Thursday, 15 May 2008

Questions without Notice

Budget

2:06 pm

Photo of Kevin RuddKevin Rudd (Griffith, Australian Labor Party, Prime Minister) Share this | Hansard source

The important thing about this budget is that we have not only produced a document of responsible economic management but, unapologetically, decided to tip the scales in the direction of working families. This is absolutely critical for those people who are suffering cost of living pressures right across Australia—working families, working Australians, retired Australians—those who are doing it tough at present. The first challenge however is to produce a responsible budget, not one galloping ahead with out-of-control expenditure growth but one which actually puts itself within respectable fiscal parameters.

This $21.7 billion surplus is a significant investment in the future but it is being delivered on the basis of hard work—as the finance minister indicated yesterday—$7.3 billion in savings involving $5.3 billion of spending cuts. Where were the spending cuts and savings measures in previous budgets brought forward by those opposite? I do not recall. We see those measures detailed in page after page of the budget papers brought down by the Treasurer the other night and an overall expenditure growth. The fact that we can deliver an outcome for the budget which produces an increase in real expenditure by barely one per cent, against the 4.5 per cent real expenditure increases delivered by the smiling member for Higgins in recent budgets, frankly, I think, stands in stark contrast to the fiscal record that we inherited.

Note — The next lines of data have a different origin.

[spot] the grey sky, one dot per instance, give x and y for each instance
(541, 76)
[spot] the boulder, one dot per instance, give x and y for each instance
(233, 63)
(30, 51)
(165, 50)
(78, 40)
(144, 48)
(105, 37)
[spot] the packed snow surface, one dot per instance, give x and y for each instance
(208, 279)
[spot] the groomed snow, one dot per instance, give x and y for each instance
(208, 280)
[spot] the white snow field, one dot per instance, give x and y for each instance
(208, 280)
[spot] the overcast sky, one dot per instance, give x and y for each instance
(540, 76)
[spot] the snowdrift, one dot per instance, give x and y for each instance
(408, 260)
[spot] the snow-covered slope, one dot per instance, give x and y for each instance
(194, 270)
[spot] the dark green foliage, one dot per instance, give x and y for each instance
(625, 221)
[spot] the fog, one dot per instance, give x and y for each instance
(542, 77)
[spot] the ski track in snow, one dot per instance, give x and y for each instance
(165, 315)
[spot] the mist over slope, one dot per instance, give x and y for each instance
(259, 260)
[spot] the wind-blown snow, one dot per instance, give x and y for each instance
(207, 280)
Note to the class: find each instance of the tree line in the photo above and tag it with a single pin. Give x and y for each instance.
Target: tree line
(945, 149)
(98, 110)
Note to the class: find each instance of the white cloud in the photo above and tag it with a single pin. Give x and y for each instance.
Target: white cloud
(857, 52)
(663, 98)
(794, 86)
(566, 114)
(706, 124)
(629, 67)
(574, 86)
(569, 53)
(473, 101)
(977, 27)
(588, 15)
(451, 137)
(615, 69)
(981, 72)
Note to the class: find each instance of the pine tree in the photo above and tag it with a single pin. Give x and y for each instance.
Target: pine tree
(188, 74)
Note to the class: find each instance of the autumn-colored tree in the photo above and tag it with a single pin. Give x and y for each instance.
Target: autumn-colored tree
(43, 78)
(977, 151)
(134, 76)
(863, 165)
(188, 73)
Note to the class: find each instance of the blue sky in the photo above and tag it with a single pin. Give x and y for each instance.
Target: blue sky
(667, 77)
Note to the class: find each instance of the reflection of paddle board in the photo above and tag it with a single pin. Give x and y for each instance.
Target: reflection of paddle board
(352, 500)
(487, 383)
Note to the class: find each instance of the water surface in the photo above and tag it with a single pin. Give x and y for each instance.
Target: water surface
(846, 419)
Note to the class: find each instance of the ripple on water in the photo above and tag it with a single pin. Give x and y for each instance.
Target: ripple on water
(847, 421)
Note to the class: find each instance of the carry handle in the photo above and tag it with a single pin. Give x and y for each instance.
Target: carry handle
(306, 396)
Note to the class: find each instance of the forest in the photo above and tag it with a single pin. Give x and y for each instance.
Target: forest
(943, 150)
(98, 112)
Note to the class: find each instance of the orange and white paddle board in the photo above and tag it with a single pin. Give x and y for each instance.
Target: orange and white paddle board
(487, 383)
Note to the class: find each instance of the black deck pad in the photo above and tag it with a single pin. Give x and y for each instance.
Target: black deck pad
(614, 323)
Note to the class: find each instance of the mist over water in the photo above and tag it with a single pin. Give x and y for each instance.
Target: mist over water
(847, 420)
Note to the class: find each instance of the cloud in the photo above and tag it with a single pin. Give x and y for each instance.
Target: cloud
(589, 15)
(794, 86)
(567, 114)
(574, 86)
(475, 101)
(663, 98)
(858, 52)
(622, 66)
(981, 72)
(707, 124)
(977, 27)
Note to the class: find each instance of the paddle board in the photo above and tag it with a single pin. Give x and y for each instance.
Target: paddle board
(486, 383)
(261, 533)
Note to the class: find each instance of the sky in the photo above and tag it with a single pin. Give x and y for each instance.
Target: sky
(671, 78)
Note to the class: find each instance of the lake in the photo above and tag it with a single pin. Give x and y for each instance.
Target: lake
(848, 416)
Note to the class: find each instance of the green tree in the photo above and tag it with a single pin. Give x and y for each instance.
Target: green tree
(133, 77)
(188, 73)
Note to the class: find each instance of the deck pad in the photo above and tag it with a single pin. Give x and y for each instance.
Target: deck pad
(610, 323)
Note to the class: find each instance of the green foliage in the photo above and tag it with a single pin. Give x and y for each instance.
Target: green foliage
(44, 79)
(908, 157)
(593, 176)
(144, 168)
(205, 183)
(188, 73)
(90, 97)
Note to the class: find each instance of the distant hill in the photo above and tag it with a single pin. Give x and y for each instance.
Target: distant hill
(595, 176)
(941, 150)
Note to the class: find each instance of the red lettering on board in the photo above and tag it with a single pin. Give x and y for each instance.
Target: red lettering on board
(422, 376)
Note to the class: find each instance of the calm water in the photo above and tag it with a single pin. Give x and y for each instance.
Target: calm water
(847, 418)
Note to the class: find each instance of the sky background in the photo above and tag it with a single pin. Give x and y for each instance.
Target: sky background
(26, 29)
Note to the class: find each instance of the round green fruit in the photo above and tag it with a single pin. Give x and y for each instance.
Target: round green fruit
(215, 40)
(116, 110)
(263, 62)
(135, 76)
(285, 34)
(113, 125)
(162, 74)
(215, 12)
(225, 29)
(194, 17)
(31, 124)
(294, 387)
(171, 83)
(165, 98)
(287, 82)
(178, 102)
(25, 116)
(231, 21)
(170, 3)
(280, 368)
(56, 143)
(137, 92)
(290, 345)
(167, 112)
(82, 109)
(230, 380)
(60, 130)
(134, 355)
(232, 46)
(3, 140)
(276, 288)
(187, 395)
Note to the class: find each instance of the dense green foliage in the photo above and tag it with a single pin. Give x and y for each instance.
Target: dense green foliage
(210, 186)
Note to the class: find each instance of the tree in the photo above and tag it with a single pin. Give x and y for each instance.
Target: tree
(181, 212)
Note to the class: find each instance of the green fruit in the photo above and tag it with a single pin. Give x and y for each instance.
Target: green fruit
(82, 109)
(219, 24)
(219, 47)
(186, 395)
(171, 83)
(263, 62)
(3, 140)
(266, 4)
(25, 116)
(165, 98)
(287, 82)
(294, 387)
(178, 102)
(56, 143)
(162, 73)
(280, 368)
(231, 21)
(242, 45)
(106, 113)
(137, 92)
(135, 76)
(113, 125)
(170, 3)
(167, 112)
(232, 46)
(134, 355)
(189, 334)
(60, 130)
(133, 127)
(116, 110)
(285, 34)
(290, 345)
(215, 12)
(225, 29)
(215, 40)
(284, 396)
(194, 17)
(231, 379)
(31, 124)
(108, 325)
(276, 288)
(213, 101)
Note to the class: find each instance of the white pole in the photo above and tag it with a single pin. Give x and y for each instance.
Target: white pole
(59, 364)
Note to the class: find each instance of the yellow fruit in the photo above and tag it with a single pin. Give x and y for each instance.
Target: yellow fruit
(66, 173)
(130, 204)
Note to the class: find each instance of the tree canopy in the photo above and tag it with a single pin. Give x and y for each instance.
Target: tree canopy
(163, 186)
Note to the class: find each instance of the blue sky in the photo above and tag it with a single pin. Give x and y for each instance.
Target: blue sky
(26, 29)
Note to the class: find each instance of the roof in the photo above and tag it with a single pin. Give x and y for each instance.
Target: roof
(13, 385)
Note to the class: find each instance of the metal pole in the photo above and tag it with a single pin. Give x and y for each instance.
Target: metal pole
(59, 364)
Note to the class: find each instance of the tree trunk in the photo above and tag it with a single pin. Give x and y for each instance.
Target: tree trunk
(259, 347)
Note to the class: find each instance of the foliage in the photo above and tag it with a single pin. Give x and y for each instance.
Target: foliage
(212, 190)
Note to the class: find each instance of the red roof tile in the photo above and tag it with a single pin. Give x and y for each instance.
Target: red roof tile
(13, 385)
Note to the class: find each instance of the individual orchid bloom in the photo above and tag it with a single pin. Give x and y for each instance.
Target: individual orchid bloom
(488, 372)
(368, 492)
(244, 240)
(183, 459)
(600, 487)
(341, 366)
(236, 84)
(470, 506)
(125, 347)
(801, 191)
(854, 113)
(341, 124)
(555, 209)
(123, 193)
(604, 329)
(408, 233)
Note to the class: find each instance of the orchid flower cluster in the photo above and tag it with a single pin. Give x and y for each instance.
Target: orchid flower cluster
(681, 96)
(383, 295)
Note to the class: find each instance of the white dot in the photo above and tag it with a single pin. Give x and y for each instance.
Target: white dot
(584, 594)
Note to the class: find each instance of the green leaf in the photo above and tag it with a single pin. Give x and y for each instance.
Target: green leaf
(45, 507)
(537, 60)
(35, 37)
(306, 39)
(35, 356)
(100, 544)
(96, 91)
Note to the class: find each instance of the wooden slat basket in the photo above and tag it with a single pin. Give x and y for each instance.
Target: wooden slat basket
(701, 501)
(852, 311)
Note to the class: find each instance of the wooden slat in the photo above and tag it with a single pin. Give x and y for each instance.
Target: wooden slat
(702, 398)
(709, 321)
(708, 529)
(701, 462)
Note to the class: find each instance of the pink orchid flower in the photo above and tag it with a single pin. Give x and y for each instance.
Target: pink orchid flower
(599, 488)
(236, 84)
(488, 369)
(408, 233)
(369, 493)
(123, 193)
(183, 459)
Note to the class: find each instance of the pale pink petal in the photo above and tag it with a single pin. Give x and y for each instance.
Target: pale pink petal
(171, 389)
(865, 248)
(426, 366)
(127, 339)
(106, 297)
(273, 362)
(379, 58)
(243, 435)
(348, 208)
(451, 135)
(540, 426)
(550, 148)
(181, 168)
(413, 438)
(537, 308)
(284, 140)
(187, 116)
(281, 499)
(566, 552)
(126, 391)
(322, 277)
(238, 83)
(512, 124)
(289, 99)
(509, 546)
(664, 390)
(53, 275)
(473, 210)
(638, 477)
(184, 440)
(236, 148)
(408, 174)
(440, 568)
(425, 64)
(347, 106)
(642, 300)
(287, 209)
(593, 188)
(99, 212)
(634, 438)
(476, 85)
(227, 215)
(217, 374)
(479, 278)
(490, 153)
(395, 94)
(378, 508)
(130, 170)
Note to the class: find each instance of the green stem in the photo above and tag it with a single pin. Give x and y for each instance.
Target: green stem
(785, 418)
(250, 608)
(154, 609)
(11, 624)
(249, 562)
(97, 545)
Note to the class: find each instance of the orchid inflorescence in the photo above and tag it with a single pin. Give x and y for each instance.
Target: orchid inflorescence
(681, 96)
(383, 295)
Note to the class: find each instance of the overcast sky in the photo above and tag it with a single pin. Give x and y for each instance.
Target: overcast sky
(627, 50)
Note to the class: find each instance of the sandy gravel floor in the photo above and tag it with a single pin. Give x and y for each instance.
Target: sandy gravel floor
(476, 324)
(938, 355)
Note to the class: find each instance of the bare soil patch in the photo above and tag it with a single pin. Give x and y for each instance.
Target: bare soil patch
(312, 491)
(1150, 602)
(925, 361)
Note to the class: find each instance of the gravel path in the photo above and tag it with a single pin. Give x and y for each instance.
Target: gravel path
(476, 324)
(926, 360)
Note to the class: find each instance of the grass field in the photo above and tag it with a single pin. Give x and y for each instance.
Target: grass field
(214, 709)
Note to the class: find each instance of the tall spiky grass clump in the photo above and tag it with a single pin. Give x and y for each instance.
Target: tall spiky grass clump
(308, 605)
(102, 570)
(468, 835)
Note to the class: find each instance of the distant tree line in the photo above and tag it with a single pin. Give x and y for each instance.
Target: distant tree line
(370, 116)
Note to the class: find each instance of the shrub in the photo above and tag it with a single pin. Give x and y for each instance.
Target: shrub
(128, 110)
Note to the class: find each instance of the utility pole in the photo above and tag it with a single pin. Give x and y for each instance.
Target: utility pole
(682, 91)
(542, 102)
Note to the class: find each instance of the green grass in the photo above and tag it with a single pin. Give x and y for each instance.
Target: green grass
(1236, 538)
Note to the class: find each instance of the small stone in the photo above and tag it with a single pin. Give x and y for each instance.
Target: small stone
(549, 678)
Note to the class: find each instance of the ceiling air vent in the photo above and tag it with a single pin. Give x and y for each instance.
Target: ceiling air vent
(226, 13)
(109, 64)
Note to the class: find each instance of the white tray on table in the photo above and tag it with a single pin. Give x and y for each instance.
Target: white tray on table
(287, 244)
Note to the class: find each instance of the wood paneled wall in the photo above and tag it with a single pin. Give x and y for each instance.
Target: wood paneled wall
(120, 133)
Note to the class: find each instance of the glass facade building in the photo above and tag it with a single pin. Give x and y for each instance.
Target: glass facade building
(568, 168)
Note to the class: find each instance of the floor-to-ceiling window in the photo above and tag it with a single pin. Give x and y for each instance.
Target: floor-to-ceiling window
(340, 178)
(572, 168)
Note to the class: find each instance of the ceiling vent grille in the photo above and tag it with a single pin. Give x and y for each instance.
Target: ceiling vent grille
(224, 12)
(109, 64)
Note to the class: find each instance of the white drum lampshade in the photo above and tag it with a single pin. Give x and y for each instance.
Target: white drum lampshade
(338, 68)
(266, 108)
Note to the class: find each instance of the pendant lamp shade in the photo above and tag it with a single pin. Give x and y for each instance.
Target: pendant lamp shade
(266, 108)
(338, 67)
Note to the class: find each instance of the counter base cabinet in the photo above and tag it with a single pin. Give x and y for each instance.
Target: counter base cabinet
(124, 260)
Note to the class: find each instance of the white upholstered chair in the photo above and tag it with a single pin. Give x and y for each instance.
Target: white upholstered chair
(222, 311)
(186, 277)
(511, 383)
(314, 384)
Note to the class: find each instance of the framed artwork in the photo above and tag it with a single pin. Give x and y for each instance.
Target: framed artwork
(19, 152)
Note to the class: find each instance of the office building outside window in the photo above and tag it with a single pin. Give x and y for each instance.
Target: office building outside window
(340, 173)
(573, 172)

On the expenditure side, it is worth emphasising this point: we have produced an outcome on expenditure in this budget whereby expenditure as a percentage of gross domestic product now ranks as the lowest that has been produced by any government since 1989-90. That is a significant measure. On the other measure which is relevant to the overall size, effectiveness and efficiency of government—that is, tax as a proportion of GDP—we have reduced tax as a proportion of GDP from 24.7 per cent, which was in the budget we inherited, down to 23.8 per cent. That is a significant advance. The investment funds for the future indicate the way in which we want to build the nation into the 21st century. The money involved in those investment funds is not our money, it is not the Liberal Party’s money and it was not Peter Costello’s money; it is the Australian people’s money.

The Australian people want that money invested long term in fixing urban congestion; in dealing with the infrastructure crisis and bottlenecks which are confronting many of our citizens today; in improving the state of our public hospitals; in our universities so the kids studying there do not have to crowd into lecture or tutorial halls; and in the TAFE schools and colleges of this country to ensure they are of a 21st century standard and not that of a different age or era. Most importantly in the measures contained in this budget, we have been about the business of tipping the balance in the direction of working families—$47 billion of tax relief over the next four years is directed to low- and middle-income earners. We have also of course increased the childcare tax rebate from 30 to 50 per cent.